I walked beaches with bear prints embossed into the sand. Bald eagles soared overhead. The views across the Pacific led to small islands with rocky cliffs. And, even in October, remnants of a green summer remained. The terrain was unlike any I’d seen elsewhere in Alaska…lumpy and diverse. That’s the only way to put it. The lot I came to see was inside a new development, which would become a gated community—a touch high-brow for Alaska, as if Oprah might one day decide to live here. The owner showed me the property on an ATV. I toured several available sites, most a bit more than two acres, each with a fairly limited building envelope. I hiked behind trees, looked over cliffs, imagined the line-of-sight to other potential homes that would be built. Mostly, I fell in love. A neighbor’s home had a huge bald eagles’ nest. Coves beneath my favorite lot had private black sand beaches where a bear did laps each morning.

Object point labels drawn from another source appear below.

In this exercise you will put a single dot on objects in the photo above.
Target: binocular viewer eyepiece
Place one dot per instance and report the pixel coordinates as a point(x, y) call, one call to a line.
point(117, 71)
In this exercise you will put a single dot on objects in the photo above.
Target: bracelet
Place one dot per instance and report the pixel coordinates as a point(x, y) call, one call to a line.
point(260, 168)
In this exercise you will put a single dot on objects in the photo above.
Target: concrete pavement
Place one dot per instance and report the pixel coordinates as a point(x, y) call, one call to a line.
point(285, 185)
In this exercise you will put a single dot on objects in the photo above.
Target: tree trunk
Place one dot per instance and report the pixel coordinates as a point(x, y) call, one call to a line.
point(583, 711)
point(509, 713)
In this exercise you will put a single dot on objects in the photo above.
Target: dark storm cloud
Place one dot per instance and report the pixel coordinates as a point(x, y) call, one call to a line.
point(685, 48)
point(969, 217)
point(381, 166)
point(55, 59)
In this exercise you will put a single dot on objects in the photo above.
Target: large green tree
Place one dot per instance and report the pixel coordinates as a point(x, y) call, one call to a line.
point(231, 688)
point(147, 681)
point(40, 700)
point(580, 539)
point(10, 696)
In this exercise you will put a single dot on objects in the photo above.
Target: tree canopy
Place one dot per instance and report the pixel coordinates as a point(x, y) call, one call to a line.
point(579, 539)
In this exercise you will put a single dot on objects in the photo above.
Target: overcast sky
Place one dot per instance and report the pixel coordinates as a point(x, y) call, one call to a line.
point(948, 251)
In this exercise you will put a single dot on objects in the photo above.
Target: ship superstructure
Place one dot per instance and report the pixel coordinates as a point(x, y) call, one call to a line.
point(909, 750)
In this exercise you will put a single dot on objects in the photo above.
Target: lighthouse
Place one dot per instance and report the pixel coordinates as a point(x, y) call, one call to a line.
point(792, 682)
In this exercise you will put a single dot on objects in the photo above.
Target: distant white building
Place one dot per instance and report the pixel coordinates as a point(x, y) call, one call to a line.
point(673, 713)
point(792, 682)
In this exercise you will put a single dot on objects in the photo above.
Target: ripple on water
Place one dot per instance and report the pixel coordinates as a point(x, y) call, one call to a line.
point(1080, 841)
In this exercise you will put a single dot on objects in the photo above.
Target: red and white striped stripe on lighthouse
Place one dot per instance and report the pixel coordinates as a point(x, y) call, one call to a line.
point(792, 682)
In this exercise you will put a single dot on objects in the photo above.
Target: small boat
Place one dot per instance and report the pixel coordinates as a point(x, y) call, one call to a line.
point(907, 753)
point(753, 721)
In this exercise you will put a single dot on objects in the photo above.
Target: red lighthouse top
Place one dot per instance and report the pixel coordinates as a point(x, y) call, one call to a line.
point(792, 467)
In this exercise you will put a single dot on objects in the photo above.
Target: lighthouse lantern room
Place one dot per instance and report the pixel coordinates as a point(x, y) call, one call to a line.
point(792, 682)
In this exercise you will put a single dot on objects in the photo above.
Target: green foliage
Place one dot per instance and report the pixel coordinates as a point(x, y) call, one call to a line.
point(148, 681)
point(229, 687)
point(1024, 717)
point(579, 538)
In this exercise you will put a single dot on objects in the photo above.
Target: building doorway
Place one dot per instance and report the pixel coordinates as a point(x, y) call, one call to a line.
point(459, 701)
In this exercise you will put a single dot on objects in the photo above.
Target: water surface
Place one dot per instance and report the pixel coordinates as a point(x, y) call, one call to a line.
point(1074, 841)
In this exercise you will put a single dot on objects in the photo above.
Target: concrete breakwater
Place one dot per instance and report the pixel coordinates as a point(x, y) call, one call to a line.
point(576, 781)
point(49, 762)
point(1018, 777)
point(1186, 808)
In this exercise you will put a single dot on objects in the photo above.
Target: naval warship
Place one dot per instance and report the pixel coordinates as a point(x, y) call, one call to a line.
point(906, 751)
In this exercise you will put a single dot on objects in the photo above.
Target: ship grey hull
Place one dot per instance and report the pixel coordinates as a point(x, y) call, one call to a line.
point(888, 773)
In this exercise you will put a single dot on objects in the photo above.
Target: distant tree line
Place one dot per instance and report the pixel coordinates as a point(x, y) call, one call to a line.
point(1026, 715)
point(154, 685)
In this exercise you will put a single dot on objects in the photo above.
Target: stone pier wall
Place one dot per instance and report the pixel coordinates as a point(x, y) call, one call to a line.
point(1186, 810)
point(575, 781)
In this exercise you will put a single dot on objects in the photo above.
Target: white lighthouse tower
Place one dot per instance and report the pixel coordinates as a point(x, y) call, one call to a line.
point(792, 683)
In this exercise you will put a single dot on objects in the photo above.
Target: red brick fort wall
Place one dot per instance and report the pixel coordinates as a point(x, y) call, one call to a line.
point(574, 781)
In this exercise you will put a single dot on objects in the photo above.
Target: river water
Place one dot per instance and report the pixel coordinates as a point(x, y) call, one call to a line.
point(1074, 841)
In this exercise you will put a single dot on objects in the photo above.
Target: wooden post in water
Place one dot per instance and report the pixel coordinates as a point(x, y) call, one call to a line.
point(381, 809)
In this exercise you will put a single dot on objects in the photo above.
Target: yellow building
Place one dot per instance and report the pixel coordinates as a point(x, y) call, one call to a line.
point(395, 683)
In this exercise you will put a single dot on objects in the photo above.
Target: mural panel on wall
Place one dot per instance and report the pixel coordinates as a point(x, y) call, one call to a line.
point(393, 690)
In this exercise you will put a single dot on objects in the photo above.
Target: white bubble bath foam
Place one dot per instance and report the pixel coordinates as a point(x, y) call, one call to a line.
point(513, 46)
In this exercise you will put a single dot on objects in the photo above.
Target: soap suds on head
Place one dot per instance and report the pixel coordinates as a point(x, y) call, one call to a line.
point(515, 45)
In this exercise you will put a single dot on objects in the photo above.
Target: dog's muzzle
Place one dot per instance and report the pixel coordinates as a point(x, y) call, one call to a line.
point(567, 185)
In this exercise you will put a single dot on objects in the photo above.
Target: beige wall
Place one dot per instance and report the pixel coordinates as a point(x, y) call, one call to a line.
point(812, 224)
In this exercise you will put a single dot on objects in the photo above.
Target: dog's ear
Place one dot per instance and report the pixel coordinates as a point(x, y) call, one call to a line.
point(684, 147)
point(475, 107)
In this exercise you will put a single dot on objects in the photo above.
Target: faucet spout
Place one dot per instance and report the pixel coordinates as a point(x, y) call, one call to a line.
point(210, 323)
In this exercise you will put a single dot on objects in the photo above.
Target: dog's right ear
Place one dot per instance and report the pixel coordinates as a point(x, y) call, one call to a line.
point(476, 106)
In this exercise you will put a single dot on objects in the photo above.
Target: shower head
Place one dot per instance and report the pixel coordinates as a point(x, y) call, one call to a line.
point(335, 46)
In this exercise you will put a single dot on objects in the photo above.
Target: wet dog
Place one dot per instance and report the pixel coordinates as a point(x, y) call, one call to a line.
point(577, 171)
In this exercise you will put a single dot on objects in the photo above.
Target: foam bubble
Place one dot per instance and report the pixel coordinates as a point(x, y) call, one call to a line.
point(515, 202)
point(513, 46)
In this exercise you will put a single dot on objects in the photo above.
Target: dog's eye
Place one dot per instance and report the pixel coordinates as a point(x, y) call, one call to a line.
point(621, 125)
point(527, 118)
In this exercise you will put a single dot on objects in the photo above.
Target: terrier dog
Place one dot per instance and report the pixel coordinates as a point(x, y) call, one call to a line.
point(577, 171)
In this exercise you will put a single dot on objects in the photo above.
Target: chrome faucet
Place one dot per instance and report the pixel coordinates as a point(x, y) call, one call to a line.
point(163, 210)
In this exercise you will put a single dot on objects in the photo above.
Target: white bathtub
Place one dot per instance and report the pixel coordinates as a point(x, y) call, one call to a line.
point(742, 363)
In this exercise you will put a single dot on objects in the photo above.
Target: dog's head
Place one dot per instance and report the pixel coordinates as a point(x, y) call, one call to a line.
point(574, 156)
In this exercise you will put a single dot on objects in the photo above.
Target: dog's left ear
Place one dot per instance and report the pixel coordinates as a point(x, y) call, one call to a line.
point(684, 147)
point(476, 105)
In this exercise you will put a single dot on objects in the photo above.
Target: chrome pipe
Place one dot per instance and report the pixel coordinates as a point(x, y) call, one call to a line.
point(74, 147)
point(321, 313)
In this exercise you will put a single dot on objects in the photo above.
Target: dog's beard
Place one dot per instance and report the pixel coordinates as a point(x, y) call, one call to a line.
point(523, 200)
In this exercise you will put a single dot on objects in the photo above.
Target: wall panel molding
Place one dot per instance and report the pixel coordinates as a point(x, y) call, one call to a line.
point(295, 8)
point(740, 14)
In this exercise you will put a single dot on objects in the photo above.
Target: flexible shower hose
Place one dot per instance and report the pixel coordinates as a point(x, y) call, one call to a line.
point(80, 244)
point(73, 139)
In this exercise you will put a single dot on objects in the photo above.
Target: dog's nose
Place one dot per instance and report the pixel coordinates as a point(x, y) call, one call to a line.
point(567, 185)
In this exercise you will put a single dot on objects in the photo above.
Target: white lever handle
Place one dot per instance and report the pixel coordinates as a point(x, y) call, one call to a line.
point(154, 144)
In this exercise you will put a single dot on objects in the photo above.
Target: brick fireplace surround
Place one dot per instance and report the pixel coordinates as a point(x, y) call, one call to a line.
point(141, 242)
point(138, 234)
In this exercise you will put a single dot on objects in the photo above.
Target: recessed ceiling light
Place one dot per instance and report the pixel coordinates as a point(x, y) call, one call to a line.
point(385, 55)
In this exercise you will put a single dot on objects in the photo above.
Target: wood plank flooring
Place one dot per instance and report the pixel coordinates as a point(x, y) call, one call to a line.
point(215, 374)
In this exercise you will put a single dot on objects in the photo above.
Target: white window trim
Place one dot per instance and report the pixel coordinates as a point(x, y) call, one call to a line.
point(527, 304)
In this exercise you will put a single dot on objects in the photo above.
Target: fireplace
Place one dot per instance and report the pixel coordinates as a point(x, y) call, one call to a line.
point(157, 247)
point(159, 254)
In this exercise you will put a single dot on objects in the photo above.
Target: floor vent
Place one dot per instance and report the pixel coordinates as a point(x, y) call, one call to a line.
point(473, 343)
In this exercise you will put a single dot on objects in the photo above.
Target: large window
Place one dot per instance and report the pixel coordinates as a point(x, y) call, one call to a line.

Sea otters, whales, and puffins would all be seen from my window, along with jaw-dropping rocky crags. I drove the island end to end, stopping at various viewpoints. I visited the Kodiak Brown Bear Center, a Native-owned lodge near Karluk. Bears. Everywhere. 

Kodiak had that special something that called to me. I didn’t want to visit or fly over. I wanted to roost. I wanted endless days to explore. As I write this, I have plans to bring my family out to see the lot with hopes that they’ll love it as much as I do. For now, it’s enough for me to know that it exists, that it is waiting, and that it feels like home.